パワフル学園大学の野球部グラウンドでは新入部員達が集っていた。
季節は春。新入生達がキャンパスライフに胸を馳せる時期と同時に……部活動にも新たな風が吹く。
「今年もいっぱい来たでやんすねぇ……新入部員」
「……そうだな」
「……マネージャーで可愛い子が入ってきてくれれば尚嬉しかったんでやんすが」
「……そうだな」
「……オイラの話、ちゃんと聴いてるでやんすか?」
「え? あ、ああごめん」
隣で丸眼鏡をくいっと押し上げる友……矢部明雄君の言葉を上の空で聞き流していたら、ジト目で睨まれた。

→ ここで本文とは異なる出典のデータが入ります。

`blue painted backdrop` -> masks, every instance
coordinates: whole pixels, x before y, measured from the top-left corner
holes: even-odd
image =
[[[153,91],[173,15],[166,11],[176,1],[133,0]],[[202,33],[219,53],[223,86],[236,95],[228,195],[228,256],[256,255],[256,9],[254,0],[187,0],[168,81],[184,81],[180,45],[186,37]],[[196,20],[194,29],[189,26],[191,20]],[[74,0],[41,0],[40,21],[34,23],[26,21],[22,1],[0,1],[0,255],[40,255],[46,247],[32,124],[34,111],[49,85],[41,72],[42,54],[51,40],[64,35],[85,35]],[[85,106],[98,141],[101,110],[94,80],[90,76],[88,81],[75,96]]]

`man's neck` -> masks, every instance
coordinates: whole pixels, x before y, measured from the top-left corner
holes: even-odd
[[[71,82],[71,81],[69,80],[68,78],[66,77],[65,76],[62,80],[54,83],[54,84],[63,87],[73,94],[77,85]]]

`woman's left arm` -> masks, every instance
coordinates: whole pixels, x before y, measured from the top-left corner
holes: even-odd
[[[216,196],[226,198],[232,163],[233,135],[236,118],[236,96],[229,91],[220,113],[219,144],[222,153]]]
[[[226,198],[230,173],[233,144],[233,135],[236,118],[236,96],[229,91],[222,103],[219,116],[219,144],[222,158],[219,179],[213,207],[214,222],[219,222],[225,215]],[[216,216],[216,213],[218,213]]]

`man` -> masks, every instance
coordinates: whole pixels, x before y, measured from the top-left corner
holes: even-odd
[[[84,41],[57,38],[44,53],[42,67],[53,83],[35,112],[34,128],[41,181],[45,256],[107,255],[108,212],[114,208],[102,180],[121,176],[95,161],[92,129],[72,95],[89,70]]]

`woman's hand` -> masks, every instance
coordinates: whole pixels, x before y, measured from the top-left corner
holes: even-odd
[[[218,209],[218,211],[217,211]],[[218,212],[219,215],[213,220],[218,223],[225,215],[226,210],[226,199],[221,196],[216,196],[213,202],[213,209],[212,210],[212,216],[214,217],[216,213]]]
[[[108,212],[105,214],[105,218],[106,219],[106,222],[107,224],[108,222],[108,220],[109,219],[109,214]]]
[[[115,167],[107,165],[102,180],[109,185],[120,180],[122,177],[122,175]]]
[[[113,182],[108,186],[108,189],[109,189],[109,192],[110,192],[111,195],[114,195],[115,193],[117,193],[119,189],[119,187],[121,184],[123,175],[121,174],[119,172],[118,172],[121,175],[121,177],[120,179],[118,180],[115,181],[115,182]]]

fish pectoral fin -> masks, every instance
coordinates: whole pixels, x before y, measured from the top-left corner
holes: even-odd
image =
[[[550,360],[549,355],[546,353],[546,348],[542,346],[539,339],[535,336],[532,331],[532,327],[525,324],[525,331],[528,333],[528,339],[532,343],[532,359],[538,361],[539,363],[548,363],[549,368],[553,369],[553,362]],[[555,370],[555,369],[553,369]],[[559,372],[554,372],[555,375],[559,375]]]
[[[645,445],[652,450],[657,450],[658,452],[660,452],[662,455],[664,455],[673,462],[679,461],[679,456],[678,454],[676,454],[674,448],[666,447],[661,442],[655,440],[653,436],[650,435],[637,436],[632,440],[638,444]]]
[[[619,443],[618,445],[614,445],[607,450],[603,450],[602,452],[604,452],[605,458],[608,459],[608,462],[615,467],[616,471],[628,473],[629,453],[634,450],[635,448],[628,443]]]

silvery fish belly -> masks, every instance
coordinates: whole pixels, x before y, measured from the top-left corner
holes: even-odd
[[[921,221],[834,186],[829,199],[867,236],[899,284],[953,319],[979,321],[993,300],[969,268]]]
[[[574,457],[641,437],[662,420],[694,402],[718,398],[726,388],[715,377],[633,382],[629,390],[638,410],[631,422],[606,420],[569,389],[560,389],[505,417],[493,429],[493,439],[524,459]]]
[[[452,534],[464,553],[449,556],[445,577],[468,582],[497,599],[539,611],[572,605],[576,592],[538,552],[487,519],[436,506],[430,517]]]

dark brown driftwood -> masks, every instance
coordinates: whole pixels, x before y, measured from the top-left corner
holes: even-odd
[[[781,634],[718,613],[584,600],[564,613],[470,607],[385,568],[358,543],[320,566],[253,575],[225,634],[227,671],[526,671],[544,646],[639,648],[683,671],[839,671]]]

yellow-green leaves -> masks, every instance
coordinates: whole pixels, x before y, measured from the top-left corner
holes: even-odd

「可愛い子って、矢部君。優乃さんも充分可愛いじゃないか」
「優乃さんはもちろん可愛いでやんすが新しい刺激も欲しいのでやんす!」
「あ……そう」
矢部君は出会った時から相変わらずだ。
俺はしょんぼりしている矢部君を尻目に、空を見上げる。
清々しい程青色の空に、僅かな雲が程よく霞をかけ、春独特の穏やかな陽気を届けてくれる。
「いい天気だね……」
「え? ああ、そうでやんすねぇ」
新入部員の事も忘れて、俺はそんなことを呟いていた。
優しい風が頬を撫でてくれて気持ちいい。